Страница 2 из 12
Оказалось, что стучали в дверь.
– Да! – слегка повысив голос, сказал следователь.
Дверь плавно открылась. На пороге стоял плечистый мужчина в форме. Мужчина был высоким, поэтому сидевшей Катерине не было видно его погон. Да и не сильно интересовали ее погоны. Куда интереснее было сочетание горбатого носа с чеканным, будто высеченным из мрамора подбородком. Согласно физиогномике, горбатый нос свидетельствует о великодушии, а твердый подбородок – о волевом характере. Великодушный сильный мужчина с фигурой атлета – это же идеал! И не только с точки зрения искусства. Если же еще у него и голос приятный…
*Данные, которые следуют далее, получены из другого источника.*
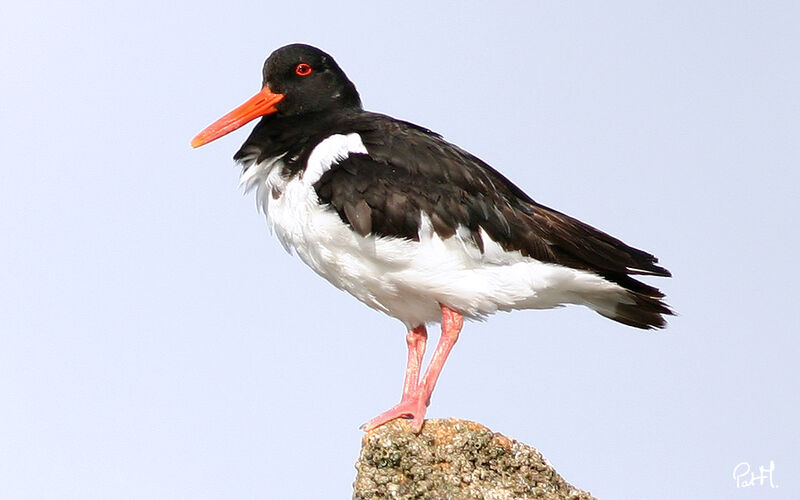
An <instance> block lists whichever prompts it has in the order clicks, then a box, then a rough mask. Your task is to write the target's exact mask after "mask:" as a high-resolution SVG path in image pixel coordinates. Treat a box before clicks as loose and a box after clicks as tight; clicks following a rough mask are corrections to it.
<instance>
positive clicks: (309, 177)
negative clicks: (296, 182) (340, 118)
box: [303, 132, 367, 186]
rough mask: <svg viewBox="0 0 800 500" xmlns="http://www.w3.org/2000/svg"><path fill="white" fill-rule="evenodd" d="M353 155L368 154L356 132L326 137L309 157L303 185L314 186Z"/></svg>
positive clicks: (363, 143)
mask: <svg viewBox="0 0 800 500" xmlns="http://www.w3.org/2000/svg"><path fill="white" fill-rule="evenodd" d="M351 153H363V154H367V148H366V147H364V143H363V142H362V141H361V136H360V135H358V134H357V133H356V132H352V133H350V134H347V135H343V134H335V135H332V136H330V137H326V138H325V139H324V140H323V141H322V142H320V143H319V144H317V146H316V147H315V148H314V149H313V150H312V151H311V155H310V156H309V157H308V166H307V167H306V170H305V172H304V173H303V184H305V185H307V186H310V185H312V184H314V183H315V182H317V181H318V180H319V179H320V178H321V177H322V174H324V173H325V172H327V171H328V170H330V169H331V167H333V166H334V165H335V164H337V163H339V162H340V161H342V160H344V159H345V158H347V157H348V156H350V154H351Z"/></svg>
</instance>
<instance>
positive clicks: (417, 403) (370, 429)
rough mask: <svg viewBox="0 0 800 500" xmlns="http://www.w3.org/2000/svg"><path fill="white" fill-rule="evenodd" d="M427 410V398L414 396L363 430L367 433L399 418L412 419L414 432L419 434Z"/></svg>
mask: <svg viewBox="0 0 800 500" xmlns="http://www.w3.org/2000/svg"><path fill="white" fill-rule="evenodd" d="M427 410H428V405H427V404H426V401H425V397H424V396H423V395H422V394H419V395H416V394H412V395H411V396H409V397H408V398H403V400H402V401H400V402H399V403H397V404H396V405H394V406H392V407H391V408H389V409H388V410H386V411H385V412H383V413H381V414H380V415H378V416H377V417H375V418H373V419H372V420H370V421H369V422H367V423H366V424H364V425H362V426H361V428H362V429H363V430H364V431H365V432H369V431H371V430H373V429H376V428H378V427H380V426H382V425H383V424H385V423H388V422H391V421H392V420H395V419H397V418H410V419H411V426H412V428H413V430H414V432H415V433H419V432H420V431H421V430H422V424H423V422H424V421H425V413H426V412H427Z"/></svg>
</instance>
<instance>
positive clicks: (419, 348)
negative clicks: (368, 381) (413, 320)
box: [362, 325, 428, 431]
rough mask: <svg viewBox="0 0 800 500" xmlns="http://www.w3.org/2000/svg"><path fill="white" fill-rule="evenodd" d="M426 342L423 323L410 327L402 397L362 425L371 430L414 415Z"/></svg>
mask: <svg viewBox="0 0 800 500" xmlns="http://www.w3.org/2000/svg"><path fill="white" fill-rule="evenodd" d="M427 342H428V331H427V330H426V329H425V325H420V326H418V327H416V328H412V329H411V330H409V331H408V334H406V344H407V345H408V360H407V361H406V376H405V379H404V380H403V397H402V398H401V399H400V402H399V403H397V404H396V405H394V406H393V407H391V408H390V409H389V410H387V411H385V412H383V413H381V414H380V415H378V416H377V417H375V418H373V419H372V420H370V421H369V422H367V423H366V424H364V425H363V426H362V427H363V429H364V430H365V431H371V430H372V429H374V428H376V427H380V426H381V425H383V424H385V423H386V422H389V421H391V420H394V419H396V418H400V417H412V418H413V417H414V413H415V411H416V406H417V398H416V393H417V386H418V385H419V372H420V368H421V367H422V358H423V357H424V356H425V345H426V344H427Z"/></svg>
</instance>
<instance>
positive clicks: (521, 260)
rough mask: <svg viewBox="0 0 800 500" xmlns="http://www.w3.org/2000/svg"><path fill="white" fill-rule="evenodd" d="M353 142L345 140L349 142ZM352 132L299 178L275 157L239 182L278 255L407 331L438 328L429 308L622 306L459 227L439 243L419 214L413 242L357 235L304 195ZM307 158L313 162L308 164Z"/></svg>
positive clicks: (584, 278) (608, 293) (309, 189)
mask: <svg viewBox="0 0 800 500" xmlns="http://www.w3.org/2000/svg"><path fill="white" fill-rule="evenodd" d="M353 136H355V138H354V137H353ZM360 142H361V141H360V138H358V136H357V134H350V135H349V136H342V135H337V136H331V137H329V138H328V139H326V140H325V141H323V142H322V143H320V145H319V146H317V148H316V149H315V151H314V153H317V152H318V150H319V151H321V152H322V153H325V154H320V155H317V156H316V157H315V154H314V153H312V155H311V158H310V159H309V167H308V169H307V170H306V172H305V174H304V175H303V176H295V177H292V178H291V179H290V180H288V181H287V180H286V179H284V178H282V177H281V175H280V170H281V166H282V162H281V160H280V158H278V159H272V160H270V161H265V162H262V163H259V164H257V165H251V166H250V167H249V168H247V170H246V171H245V173H244V174H243V175H242V184H243V185H244V186H245V187H246V189H251V188H255V189H256V196H257V200H258V203H259V206H260V207H261V208H262V210H263V211H264V212H265V213H266V215H267V220H268V222H269V225H270V226H271V227H272V229H273V230H274V233H275V235H276V236H277V237H278V239H279V240H280V241H281V243H282V244H283V246H284V247H285V248H286V249H287V251H289V252H292V251H294V252H295V253H296V254H297V255H298V256H299V257H300V258H301V259H302V260H303V262H305V263H306V264H307V265H308V266H309V267H311V268H312V269H313V270H314V271H316V272H317V273H318V274H319V275H320V276H322V277H323V278H325V279H327V280H328V281H330V282H331V283H332V284H333V285H334V286H336V287H338V288H340V289H342V290H345V291H347V292H348V293H350V294H352V295H353V296H354V297H356V298H357V299H359V300H360V301H362V302H363V303H365V304H367V305H368V306H370V307H372V308H374V309H377V310H380V311H383V312H385V313H386V314H388V315H390V316H393V317H396V318H398V319H399V320H401V321H402V322H403V323H405V324H406V326H407V327H409V328H411V327H415V326H417V325H420V324H422V323H429V322H438V321H439V319H440V309H439V304H445V305H447V306H448V307H450V308H452V309H455V310H457V311H459V312H460V313H462V314H463V315H465V316H467V317H470V318H475V319H477V318H482V317H485V316H487V315H489V314H492V313H494V312H496V311H498V310H503V311H508V310H512V309H546V308H552V307H557V306H559V305H562V304H567V303H573V304H584V305H588V306H590V307H592V308H593V309H596V310H598V311H600V312H602V311H603V310H607V309H609V308H610V309H611V310H613V307H614V305H615V304H616V303H617V302H619V301H621V300H622V301H625V298H624V296H625V292H624V290H623V289H622V288H621V287H620V286H618V285H616V284H614V283H611V282H609V281H607V280H605V279H603V278H601V277H599V276H597V275H595V274H593V273H590V272H585V271H580V270H575V269H570V268H567V267H564V266H559V265H554V264H546V263H542V262H540V261H537V260H535V259H531V258H528V257H524V256H522V255H521V254H520V253H519V252H506V251H505V250H503V249H502V248H501V247H500V245H498V244H497V243H495V242H494V241H492V240H491V238H489V235H488V234H486V233H485V232H483V233H482V235H481V236H482V238H483V242H484V252H483V253H481V252H480V250H479V249H478V248H477V247H476V246H475V245H474V243H472V239H471V238H469V237H468V235H466V234H464V230H463V229H460V230H459V231H457V233H456V235H455V236H453V237H450V238H447V239H446V240H442V239H441V238H440V237H439V236H438V235H437V234H436V233H435V232H434V231H433V228H432V226H431V224H430V220H429V219H428V218H427V217H426V216H425V214H424V213H423V214H422V223H421V227H420V231H419V241H412V240H407V239H402V238H387V237H379V236H373V235H368V236H360V235H359V234H357V233H356V232H354V231H353V230H351V229H350V226H348V225H347V224H345V223H344V222H343V221H342V220H341V218H340V217H339V215H338V214H337V213H336V212H335V211H334V210H333V209H331V208H330V207H328V206H323V205H320V203H319V199H318V197H317V194H316V192H315V190H314V188H313V184H314V182H316V181H317V180H318V179H319V178H320V176H321V175H322V174H323V173H324V171H325V170H327V169H329V168H330V166H331V165H332V164H335V162H336V161H337V159H341V158H343V157H346V156H347V154H348V153H350V152H364V153H366V150H363V151H361V150H360V148H363V145H361V144H360ZM312 160H313V163H312Z"/></svg>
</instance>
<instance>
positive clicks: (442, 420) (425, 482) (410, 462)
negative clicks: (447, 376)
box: [353, 419, 596, 500]
mask: <svg viewBox="0 0 800 500" xmlns="http://www.w3.org/2000/svg"><path fill="white" fill-rule="evenodd" d="M356 469H357V470H358V475H357V476H356V482H355V484H354V493H353V498H354V499H356V500H377V499H392V500H406V499H408V500H411V499H414V500H417V499H419V500H473V499H475V500H526V499H537V500H538V499H546V500H596V499H594V497H592V496H591V495H590V494H588V493H586V492H585V491H581V490H579V489H577V488H575V487H573V486H572V485H570V484H568V483H567V482H566V481H564V479H562V478H561V476H559V475H558V473H556V471H555V469H553V467H552V466H551V465H550V464H548V463H547V462H546V461H545V460H544V458H543V457H542V455H541V454H540V453H539V452H538V451H536V450H535V449H534V448H531V447H529V446H526V445H524V444H522V443H518V442H516V441H514V440H511V439H508V438H507V437H505V436H503V435H501V434H495V433H493V432H492V431H490V430H489V429H487V428H486V427H484V426H482V425H480V424H476V423H474V422H467V421H464V420H455V419H448V420H428V421H426V422H425V425H424V426H423V427H422V432H421V433H419V434H414V433H413V431H412V430H411V425H410V423H409V422H408V421H406V420H395V421H393V422H390V423H388V424H386V425H383V426H381V427H378V428H377V429H375V430H374V431H372V432H369V433H367V434H366V435H365V436H364V439H363V441H362V446H361V456H360V457H359V458H358V462H356Z"/></svg>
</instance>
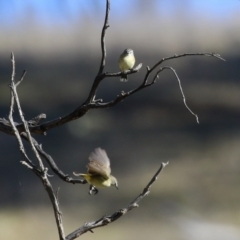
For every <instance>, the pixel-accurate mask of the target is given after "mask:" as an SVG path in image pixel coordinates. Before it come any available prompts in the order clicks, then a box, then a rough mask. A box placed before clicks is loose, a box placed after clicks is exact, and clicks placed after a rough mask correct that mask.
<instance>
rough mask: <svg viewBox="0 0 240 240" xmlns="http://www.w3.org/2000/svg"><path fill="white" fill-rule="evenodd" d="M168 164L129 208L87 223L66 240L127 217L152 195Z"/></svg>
mask: <svg viewBox="0 0 240 240" xmlns="http://www.w3.org/2000/svg"><path fill="white" fill-rule="evenodd" d="M167 164H168V162H167V163H161V166H160V168H159V169H158V170H157V172H156V173H155V174H154V176H153V177H152V179H151V180H150V181H149V183H148V184H147V186H146V187H145V188H144V189H143V191H142V193H141V194H139V196H137V197H136V198H135V199H134V200H133V201H132V202H131V203H130V204H129V205H128V206H127V207H125V208H122V209H120V210H118V211H116V212H114V213H113V214H111V215H107V216H104V217H101V218H100V219H98V220H96V221H93V222H87V223H85V224H84V225H83V226H82V227H80V228H78V229H77V230H75V231H74V232H72V233H70V234H69V235H68V236H67V237H66V240H72V239H75V238H77V237H79V236H80V235H82V234H84V233H86V232H88V231H90V232H93V231H92V230H93V229H94V228H99V227H103V226H106V225H108V224H110V223H112V222H114V221H116V220H117V219H119V218H120V217H122V216H123V215H125V214H126V213H128V212H129V211H130V210H132V209H133V208H136V207H138V203H139V202H140V201H141V200H142V199H143V198H144V197H145V196H147V195H148V194H149V193H150V188H151V186H152V184H153V183H154V182H155V181H156V180H157V178H158V176H159V174H160V173H161V172H162V170H163V169H164V167H166V166H167Z"/></svg>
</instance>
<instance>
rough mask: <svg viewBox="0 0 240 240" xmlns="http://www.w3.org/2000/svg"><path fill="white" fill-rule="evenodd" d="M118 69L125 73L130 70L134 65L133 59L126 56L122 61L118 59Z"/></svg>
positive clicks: (124, 57) (129, 57)
mask: <svg viewBox="0 0 240 240" xmlns="http://www.w3.org/2000/svg"><path fill="white" fill-rule="evenodd" d="M118 64H119V68H120V69H121V71H127V70H129V69H132V68H133V66H134V64H135V59H134V57H133V56H126V57H124V58H122V59H119V63H118Z"/></svg>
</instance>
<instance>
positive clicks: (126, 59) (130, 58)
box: [118, 48, 135, 82]
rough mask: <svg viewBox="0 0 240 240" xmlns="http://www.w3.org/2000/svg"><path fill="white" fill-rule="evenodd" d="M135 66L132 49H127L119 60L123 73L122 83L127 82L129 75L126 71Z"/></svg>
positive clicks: (132, 50)
mask: <svg viewBox="0 0 240 240" xmlns="http://www.w3.org/2000/svg"><path fill="white" fill-rule="evenodd" d="M134 64H135V57H134V53H133V50H132V49H130V48H127V49H125V50H124V51H123V53H122V54H121V55H120V57H119V60H118V66H119V68H120V70H121V71H122V72H123V73H122V75H121V78H120V81H121V82H127V81H128V79H127V75H126V74H124V71H128V70H131V69H132V68H133V66H134Z"/></svg>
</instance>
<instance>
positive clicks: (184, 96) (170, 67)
mask: <svg viewBox="0 0 240 240" xmlns="http://www.w3.org/2000/svg"><path fill="white" fill-rule="evenodd" d="M164 69H170V70H171V71H172V72H173V73H174V75H175V77H176V78H177V81H178V85H179V89H180V91H181V94H182V97H183V103H184V105H185V107H186V108H187V110H188V111H189V112H190V113H191V114H192V115H194V116H195V118H196V121H197V123H198V124H199V119H198V115H197V114H196V113H194V112H193V111H192V110H191V109H190V107H189V106H188V105H187V102H186V97H185V95H184V92H183V88H182V85H181V80H180V78H179V77H178V75H177V72H176V71H175V69H174V68H172V67H167V66H166V67H163V68H161V69H160V70H159V71H158V73H159V72H160V71H163V70H164Z"/></svg>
– Пошептаться бы, – замечательным бархатным баритоном сказал мужчина и добавил: – Срочно.
– Подождите, пожалуйста, в коридоре, – попросил Катерину следователь.
Идеал тут же померк. Разве прилично выставлять женщину, посетительницу, в коридор. Если вам, дорогие друзья, срочно приспичило пошептаться, так извольте сделать это в коридоре! Этикет был пунктиком Катерины. Даже больше – навязчивой идеей. Когда в ее присутствии ели руками или сморкались при помощи двух пальцев, ей становилось плохо не только морально, но и физически. Что-то противное начинало ныть и вибрировать внутри. Ну а если не ныло и не вибрировало, то всегда приходило огорчение. Как же так можно? Почему? Подруги смеялись, называли Катерину «чокнутой перфекционисткой», «герцогиней Монпансье» и много как еще. Катерина удивлялась, иногда обижалась.
Уже в коридоре, сидя на неудобной жесткой банкетке (вот почему их называют медицинскими, если они стоят повсюду, не только в поликлиниках?), Катерина сообразила, что следователь не мог поступить иначе, не мог оставить ее одну в кабинете. У него же там важные документы, в том числе касающиеся и ее самой. Мало ли что… Он же даже все бумажки на столе перевернутыми держит, как учил капитан Жеглов из «Места встречи». Так что можно не обижаться… А еще она поняла, что в том мире, где она очутилась по нелепой прихоти судьбы, существуют иные правила. Об этикете можно забыть. Надолго. В худшем случае на десять лет, в лучшем – на три года. Разные люди станут отдавать ей повелительным тоном приказы, а она станет их исполнять. «Заключенная Ютровская, стоять! Лицом к стене!» Или заключенных называют по номеру? По номеру это не просто ужас, а ужас-ужас-ужас. Потерять имя – это все равно, что потерять себя. Жалость к себе спазмом сдавила горло. Ну почему она такая несчастная? Ну почему жизнь к ней так несправедлива? Почему она играет с ней так жестоко? Приподнимает и тут же шмякает о землю? Не для того приподнимает, чтобы порадовать, а только для того, чтобы размахнуться посильнее, чтобы шмякаться было больнее. За что?! За что?! За что?!!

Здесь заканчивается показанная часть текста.